While I spoke with Jakob, I was reminded of another Founding CEO I interviewed, Joel Ragar. He founded ForeUp, a software as a service (SaaS) platform that makes it easy to manage golf course operations. During his podcast interview, Joel told me that he still likes writing on sticky notes, rather than using productivity software. Jamal Motlagh of Acustom Apparel and Andrew Schmertz of Hopscotch Air both also said similar things during their podcast interviews. What was going on?
This got me thinking. I think a blank paper invites the mind and hand to ponder endless possibilities in an unconstrained and unconfined way that a laptop, tablet, or phone just can’t replicate. The tangible quality of paper somehow also makes my thoughts more tangible than when represented as electrons on a screen. Plus, I love to scribble, draw, and just doodle when I am thinking.
Using paper can help with your creativity and decision making prowess
So, I asked myself, what would happen if Founding CEOs unlocked their creative thinking by writing longhand, rather than typing? An article in The Guardian from 2011 caught my eye. Author and editor Lee Rourke wrote, “I find that writing longhand I can enter a zone of comfort I find hard to achieve when sitting in front of a screen – I find typing annoying.”
I’m not the first to point out the link between creativity and handwriting and hand-drawing. A 2010 Wall Street Journal article mentioned that a growing amount of research suggests that handwriting can “improve idea composition.” And, Maggy McLoin, of Harvard Business Review, recently wrote an article entitled, “What You Miss When You Take Notes on Your Laptop.” She summarized some Princeton research on the topic. The research suggests that when you take notes longhand, you remember things more easily. She writes, “If you ditch your digital ways, and bring the pen and spiral notebook; your memory may thank you.”

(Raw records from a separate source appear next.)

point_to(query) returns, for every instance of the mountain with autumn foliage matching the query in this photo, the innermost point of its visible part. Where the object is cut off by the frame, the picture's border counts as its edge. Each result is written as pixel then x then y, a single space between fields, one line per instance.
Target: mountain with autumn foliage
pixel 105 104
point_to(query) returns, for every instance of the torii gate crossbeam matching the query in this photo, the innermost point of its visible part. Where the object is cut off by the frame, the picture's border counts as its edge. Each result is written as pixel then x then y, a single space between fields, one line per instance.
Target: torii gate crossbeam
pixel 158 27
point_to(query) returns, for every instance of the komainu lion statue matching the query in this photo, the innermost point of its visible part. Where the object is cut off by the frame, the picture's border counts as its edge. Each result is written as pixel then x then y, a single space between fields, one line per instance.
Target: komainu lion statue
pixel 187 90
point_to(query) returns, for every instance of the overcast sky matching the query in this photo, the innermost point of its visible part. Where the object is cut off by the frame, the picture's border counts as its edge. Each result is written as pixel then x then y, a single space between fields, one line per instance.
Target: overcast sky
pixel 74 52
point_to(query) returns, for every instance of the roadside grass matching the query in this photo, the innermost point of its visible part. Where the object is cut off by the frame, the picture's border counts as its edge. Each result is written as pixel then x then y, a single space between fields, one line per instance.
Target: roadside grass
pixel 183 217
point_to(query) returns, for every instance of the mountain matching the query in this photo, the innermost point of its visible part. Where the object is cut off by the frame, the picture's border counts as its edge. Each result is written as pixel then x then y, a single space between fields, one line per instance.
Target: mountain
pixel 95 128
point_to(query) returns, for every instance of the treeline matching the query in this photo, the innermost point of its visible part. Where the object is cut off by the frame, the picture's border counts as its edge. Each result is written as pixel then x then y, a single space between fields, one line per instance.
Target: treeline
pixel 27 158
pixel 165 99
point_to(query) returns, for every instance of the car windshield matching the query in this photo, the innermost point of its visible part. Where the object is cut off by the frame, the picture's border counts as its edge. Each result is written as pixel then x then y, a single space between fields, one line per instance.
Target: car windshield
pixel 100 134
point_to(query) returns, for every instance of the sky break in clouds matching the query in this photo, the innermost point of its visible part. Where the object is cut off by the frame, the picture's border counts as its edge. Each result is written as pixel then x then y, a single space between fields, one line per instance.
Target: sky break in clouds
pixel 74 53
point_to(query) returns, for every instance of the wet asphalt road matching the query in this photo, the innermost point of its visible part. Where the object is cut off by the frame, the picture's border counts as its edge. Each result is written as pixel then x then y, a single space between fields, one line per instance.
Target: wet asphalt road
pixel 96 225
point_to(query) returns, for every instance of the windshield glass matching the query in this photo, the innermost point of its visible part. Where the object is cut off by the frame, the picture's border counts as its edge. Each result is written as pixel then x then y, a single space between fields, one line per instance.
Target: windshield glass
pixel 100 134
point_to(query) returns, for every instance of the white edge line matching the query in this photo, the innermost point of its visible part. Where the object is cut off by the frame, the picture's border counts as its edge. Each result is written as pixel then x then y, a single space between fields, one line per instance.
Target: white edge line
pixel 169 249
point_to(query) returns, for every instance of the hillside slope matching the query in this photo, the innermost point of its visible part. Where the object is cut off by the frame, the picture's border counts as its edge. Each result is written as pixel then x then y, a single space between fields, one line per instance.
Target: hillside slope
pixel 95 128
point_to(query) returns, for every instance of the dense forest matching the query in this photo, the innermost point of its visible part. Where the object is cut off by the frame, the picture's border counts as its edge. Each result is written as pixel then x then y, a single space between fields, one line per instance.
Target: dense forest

My point is this. Your ability to clearly, cleverly, and creatively think about the problems you face as a Founder & CEO is directly related to you and your company’s success. Why not engage the right side of your brain and the power of paper by strategically using your hand and paper to access a dimension of problem solving that we increasingly deny ourselves?
Here are a few tips to capture some of the benefits that your mind, hand, and paper can deliver.
- Write handwritten thank you notes to those who have done great things for you and your company.
- Spend 15 minutes a day expressing your thoughts handwriting in a paper journal about the things you struggle with as CEO (The 5 Minute Journal works great if 15 minutes is too much).
- Occasionally replace PowerPoint/Keynote with a paper flip chart of your thoughts in your own handwriting. I really like the kind that you can tear off and hang on the wall.
- Encourage team meetings to draw pictures of dilemmas rather than just talking about them. If paper is not available or too expensive, you may even want to buy whiteboard paint and put your walls to good use. I think this closely approximates the paper effect.
- Evernote is great for note taking during meetings. But, there is a reason why Moleskin, the Milan based maker of cardboard-bound notebooks, went IPO. People still love the feeling and expressive benefits of handwriting and hand-drawing in a notebook. Buy one and test it yourself. And, keep in mind, you can take a picture of your notes in a special Moleskine Evernote Smart Notebook and Evernote will make your handwriting keyword searchable.
- If you must use software, then consider applications like Notability, Penultimate, or Note Taker HD that takes your handwriting and digitizes it.
It’s funny. I visually remember, many years later, the “butcher block” paper presentation I made for that hot, steamy, and engaging field trip I made as a young officer in South Korea. I can see in my mind’s eye what each page looks like. But, I really have no memory of the slick slides I made for my device delivered presentation in the Officer’s Club.
Do you still use paper? When? Where? How? Does it help?